Konflikt pracowniczy trwa

W swoim piśmie do prezydenta odnosi się również do nierównego traktowania pracowników. „Jest faktem olbrzymi konflikt pracowniczy w Muzeum, tyle tylko, że nie powstał w wyniku zawirowań wokół „konserwacji broni”, lecz dużo wcześniej. Jeszcze za poprzedniej Pani Dyrektor” – czytamy.
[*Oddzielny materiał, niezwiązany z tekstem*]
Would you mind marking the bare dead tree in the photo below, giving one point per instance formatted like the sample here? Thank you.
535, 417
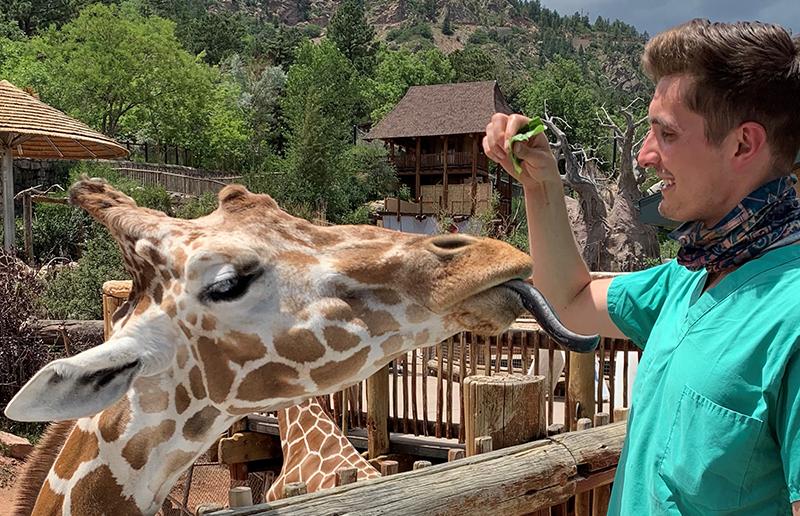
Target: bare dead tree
605, 215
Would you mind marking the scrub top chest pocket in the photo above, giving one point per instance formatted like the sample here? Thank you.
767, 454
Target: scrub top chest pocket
707, 454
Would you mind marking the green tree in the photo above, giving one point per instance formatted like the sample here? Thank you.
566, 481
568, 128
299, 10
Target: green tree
562, 89
353, 35
320, 104
473, 63
397, 71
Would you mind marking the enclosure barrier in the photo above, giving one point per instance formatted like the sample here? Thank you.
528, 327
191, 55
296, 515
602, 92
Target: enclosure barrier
518, 480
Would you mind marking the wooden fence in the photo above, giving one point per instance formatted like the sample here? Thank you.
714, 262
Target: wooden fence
566, 474
177, 179
426, 385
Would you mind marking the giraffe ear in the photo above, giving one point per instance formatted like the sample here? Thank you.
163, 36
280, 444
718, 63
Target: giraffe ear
79, 386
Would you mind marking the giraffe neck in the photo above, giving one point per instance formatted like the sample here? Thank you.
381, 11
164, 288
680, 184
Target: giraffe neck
126, 459
314, 448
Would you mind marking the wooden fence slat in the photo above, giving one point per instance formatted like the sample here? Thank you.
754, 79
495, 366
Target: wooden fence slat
414, 412
449, 380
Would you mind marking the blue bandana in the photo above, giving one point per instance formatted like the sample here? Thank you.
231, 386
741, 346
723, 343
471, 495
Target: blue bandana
769, 216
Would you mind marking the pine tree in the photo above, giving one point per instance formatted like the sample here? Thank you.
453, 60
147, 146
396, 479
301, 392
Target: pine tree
353, 35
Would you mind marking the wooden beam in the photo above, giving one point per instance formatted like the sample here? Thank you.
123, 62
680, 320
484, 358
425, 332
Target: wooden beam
246, 447
446, 206
512, 481
27, 226
474, 172
378, 412
7, 169
581, 388
417, 182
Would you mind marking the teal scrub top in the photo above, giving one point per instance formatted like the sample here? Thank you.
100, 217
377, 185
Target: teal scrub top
715, 415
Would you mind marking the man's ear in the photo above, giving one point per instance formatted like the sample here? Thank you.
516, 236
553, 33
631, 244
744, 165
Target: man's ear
751, 139
79, 386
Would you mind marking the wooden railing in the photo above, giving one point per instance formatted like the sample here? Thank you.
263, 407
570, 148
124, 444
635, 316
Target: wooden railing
174, 178
406, 161
524, 479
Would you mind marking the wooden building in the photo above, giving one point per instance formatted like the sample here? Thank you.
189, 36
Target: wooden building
434, 137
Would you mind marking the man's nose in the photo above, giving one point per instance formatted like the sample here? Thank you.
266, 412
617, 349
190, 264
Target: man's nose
648, 156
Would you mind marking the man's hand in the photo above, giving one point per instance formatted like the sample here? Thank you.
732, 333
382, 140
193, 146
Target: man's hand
538, 163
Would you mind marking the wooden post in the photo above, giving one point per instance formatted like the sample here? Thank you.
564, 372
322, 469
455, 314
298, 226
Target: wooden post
378, 412
444, 178
240, 497
389, 467
417, 181
294, 489
483, 444
7, 168
115, 293
346, 476
474, 192
510, 408
27, 226
455, 454
602, 494
581, 388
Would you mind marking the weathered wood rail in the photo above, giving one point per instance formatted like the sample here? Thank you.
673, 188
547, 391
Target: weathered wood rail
512, 481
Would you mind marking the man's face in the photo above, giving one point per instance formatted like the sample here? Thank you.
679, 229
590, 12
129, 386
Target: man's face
696, 185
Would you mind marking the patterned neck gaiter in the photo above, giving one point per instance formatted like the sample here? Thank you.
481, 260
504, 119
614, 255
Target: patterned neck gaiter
768, 215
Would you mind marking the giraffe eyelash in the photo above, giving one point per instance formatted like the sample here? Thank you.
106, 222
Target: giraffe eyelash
230, 288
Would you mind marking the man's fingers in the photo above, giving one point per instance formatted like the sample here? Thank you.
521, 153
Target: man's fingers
515, 123
494, 141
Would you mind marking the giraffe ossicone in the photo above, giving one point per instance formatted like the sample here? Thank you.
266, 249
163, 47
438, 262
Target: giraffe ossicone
246, 309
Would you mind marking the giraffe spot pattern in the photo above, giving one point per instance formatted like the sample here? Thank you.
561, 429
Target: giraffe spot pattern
333, 373
138, 449
416, 314
99, 493
151, 398
114, 420
272, 380
340, 339
80, 447
299, 345
196, 383
182, 399
48, 502
200, 422
219, 377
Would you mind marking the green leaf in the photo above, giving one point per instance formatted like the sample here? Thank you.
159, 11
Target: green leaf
534, 127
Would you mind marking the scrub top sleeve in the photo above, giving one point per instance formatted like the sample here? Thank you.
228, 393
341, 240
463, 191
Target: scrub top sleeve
787, 424
635, 300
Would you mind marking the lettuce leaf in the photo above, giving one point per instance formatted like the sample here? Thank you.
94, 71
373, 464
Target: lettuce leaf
534, 127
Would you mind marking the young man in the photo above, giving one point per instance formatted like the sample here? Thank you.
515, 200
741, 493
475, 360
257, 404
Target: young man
715, 419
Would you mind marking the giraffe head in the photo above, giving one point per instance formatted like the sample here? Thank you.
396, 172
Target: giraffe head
257, 310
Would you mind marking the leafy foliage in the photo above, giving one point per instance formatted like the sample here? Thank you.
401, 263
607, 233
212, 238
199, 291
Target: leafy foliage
353, 35
397, 70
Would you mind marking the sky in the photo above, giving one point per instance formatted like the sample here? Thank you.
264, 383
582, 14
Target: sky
654, 16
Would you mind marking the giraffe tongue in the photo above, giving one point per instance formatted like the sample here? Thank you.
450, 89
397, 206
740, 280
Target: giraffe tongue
535, 303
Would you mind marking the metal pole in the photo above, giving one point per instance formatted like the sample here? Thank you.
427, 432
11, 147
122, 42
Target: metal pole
7, 167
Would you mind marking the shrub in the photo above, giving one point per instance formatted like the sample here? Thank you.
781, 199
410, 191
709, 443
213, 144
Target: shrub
76, 293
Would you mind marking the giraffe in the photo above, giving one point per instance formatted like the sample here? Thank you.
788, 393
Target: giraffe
314, 448
246, 309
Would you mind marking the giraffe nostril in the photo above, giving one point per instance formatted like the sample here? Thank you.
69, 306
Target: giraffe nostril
449, 244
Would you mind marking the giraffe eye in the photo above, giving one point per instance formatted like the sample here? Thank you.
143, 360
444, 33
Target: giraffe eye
230, 287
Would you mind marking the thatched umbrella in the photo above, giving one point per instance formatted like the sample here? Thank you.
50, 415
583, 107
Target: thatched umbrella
30, 128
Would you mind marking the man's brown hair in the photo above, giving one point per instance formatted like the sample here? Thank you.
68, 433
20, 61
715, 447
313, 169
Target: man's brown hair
745, 71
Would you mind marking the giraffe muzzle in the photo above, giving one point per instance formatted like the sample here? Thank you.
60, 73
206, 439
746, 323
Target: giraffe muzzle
536, 304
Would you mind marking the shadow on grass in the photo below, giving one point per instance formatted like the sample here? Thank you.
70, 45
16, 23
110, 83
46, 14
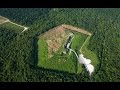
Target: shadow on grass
35, 55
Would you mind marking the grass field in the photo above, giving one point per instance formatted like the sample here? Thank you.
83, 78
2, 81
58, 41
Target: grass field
11, 27
88, 53
62, 62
Kalita zaznacza, że gdy instytucją kierowała Joanna Mrowiec, zatrudniono drugą sekretarkę oraz kolejne osoby na stanowiskach w administracji. „Można się zgodzić, iż mało osób jest zatrudnionych na stanowiskach należących do grup muzealników” – pisze radny.

„Scementowanie zespołu”

Główne zalecenia pokontrolne biura kontroli wewnętrznej, które pojawiły się w raporcie, to zażegnanie konfliktu pomiędzy pracownikami, równy podział obowiązków i sprawiedliwe traktowanie pracowników. Dyrektor Muzeum AK, Marek Lasota, w kwietniu w rozmowie z LoveKraków.pl przyznał, że teraz kluczowe jest „scementowanie zespołu”.

– Jedyne rozwiązanie, jakie mogę zaproponować, to wspólna praca nad strategią rozwoju muzeum. Będzie to miało z jednej strony charakter integracyjny, z drugiej będzie służyć również temu, aby wszyscy pracownicy czuli się współgospodarzami tej instytucji kultury – bez względu na to, jaką funkcję tutaj pełnią – czy są to muzealnicy czy pracownicy administracji – mówił Lasota.

Dodał również, że nie chciałby szczegółowo odnosić się do pewnych punktów raportu, zwłaszcza odnoszących się do sytuacji interpersonalnych. – One – jak w każdym zespole – są, a zadaniem dyrekcji jest je rozwiązywać. O to będę się starał – deklaruje.

Miasto na razie nie zabiera głosu w sprawie przeprowadzenia audytu zewnętrznego w placówce.

– Na razie musimy zapoznać się z dokumentem. Kiedy to zrobimy, odniesiemy się do całej sprawy – mówi nam rzeczniczka prezydenta Krakowa, Monika Chylaszek.